Os artigos 226 e 228 do nosso Código de Processo Penal dão diretrizes mínimas e cruciais para o reconhecimento, mas há décadas vinham sendo consideradas pelos tribunais como meras recomendações. O ponto de inflexão da jurisprudência foi em outubro de 2020, quando a Sexta Turma do STJ, em acórdão paradigmático relatado pelo ministro Rogerio Schietti, estabeleceu diretrizes claras sobre o cuidado que se deve ter para evitar a prisão de inocentes. Uma condenação criminal não pode mais se basear só no reconhecimento, e os ditames do código não são uma recomendação, mas garantia indispensável para validar a prova.

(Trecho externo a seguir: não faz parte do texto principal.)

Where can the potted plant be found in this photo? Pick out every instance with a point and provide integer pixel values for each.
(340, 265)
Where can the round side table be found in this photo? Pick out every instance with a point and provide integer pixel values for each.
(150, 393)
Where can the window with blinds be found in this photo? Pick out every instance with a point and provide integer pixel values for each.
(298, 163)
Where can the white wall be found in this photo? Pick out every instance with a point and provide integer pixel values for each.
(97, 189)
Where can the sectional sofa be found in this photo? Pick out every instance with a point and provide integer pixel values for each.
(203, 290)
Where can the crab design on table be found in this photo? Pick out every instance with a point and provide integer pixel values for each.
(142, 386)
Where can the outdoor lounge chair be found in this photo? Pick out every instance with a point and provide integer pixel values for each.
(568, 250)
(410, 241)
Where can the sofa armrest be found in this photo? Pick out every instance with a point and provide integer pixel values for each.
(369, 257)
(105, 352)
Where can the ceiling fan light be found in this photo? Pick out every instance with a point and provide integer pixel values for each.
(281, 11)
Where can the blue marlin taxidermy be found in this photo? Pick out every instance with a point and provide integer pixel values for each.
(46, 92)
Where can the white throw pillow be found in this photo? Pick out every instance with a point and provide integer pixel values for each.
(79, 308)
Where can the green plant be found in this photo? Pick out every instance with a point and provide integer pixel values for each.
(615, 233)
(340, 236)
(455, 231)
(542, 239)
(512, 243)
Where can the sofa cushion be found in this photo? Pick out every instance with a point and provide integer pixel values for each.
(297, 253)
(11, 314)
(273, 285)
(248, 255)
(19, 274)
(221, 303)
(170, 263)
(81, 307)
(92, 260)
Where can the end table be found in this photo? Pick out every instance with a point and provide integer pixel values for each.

Os critérios para impedir induções precisam ser potentes e bem definidos. O alinhamento de um grupo de pessoas fisicamente similares, por exemplo, reduz a chance de alguém ser incriminado só pelas feições ou trajes similares aos do autor do delito. O risco é maior quando o suspeito é apresentado sozinho, e as práticas descuidadas levam à prisão uma infinidade de jovens a partir de reconhecimento até por foto de rede social.

É importante destacar o papel da imprensa ao dar visibilidade às histórias de inocentes condenados. Esta Folha lançou em maio a série "Inocentes Presos" e analisou 100 casos, 42 de presos por falhas no reconhecimento, e 71% eram negros. Nem todos os casos chegam à mídia, e muitos amargam anos no cárcere.

Sob a coordenação do ministro Schietti, o GT reúne 50 integrantes das polícias, do Ministério Público, das Defensorias Públicas, da advocacia e de instâncias da magistratura, bem como pesquisadores e serventuários do CNJ unidos no propósito de construir boas práticas que evitem injustiças dessa natureza. A tônica do início dos trabalhos foi admitir com todas as letras o peso do racismo estrutural na forma como investigamos, processamos e julgamos nossa população. Um bom começo.